WeRateDogs is a Twitter account that rates people's dogs with a humorous comment about the dog. These ratings almost always have a denominator of 10. The numerators, though? Almost always greater than 10. 11/10, 12/10, 13/10, etc. Why? Because "they're good dogs Brent." WeRateDogs has over 4 million followers and has received international media coverage. A series of data were gathered about some of the dogs on WeRateDogs page. Some of the information contained in the data are:
These information were analyzed, and I’ll be sharing with you, some interesting outcomes of my analysis.
Do you think, there is any correlation between favorite_count, retweet_count and rating numerator?
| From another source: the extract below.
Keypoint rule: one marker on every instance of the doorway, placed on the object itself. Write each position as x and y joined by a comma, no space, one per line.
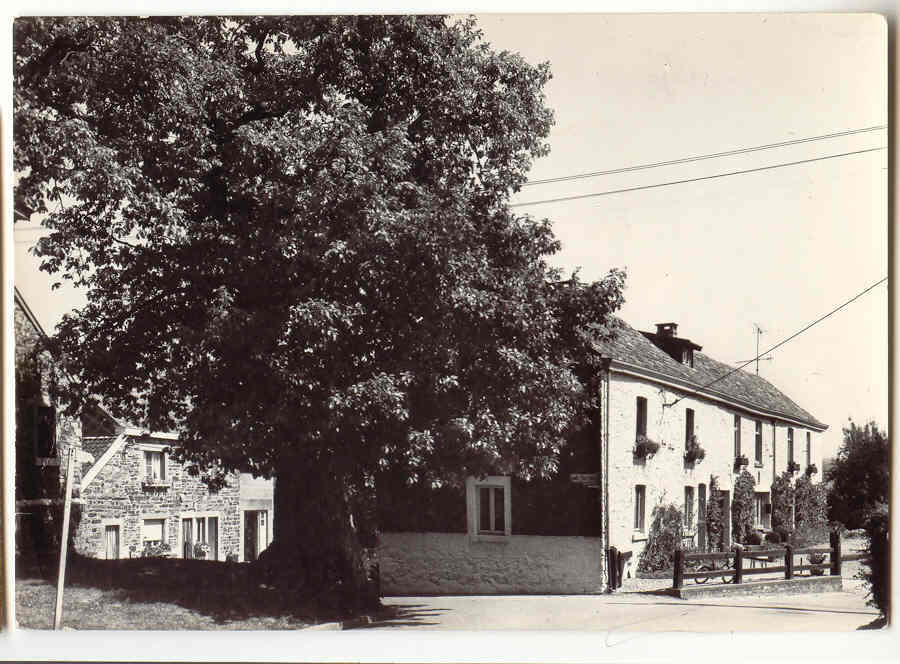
112,542
256,533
I would have expected that any dog with a high rating should have a high retweet and/or favorite count. This however, was not the case. Below is a graphical representation between these variables:
import pandas as pd
import matplotlib.pyplot as plt
%matplotlib inline
import plotly.express as px
df = pd.read_csv('twitter_archive_master.csv')
#getting the correlation between retweet_count and favorite_count
fig = px.scatter(df, x="retweet_count", y="favorite_count", color="tweet_id",trendline="ols")
fig.show()
There is a strong correlation between these two values (retweet_count and favorite_count) with correlation coefficient of 0.86
Now, here's that of rating numerator against retweet_count
#getting the correlation between retweet_count and rating_numerator
fig = px.scatter(df, x="rating_numerator", y="retweet_count", color="tweet_id",trendline="ols")
fig.show()
There is a very weak correlation between rating_numerator and retweet_count with correlation coefficient of 0.08. A weak correlation can also be implied between rating numerator and favorite count since favorite count and retweet count are strongly correlated
A further review was done to check the dog with the highest and lowest favorite count.
The dog with the highest favorite count of 156,628 happened to be a Labrador_retriever, also with a high numerator of 13 against rating denominator of 10
While the dog with the lowest favorite count of 72 is an English_setter. On the contrary, this dog has a high numerator raing of 11 against denominator of 10. This further supports that there is a weak correlation between rating_numerator and favorite count.
The highest numerator rating in the data set is 14, and here's a list of the dog breeds on 14 list!:
Pembroke, Samoyed, French_bulldog, Chihuahua, black-and-tan_coonhound, bloodhound, golden_retriever, Bedlington_terrier, Rottweiler, Pomeranian, Irish_setter, Gordon_setter, standard_poodle, French_bulldog, golden_retriever, Eskimo_dog
That'll be all on the sumamry of my analysis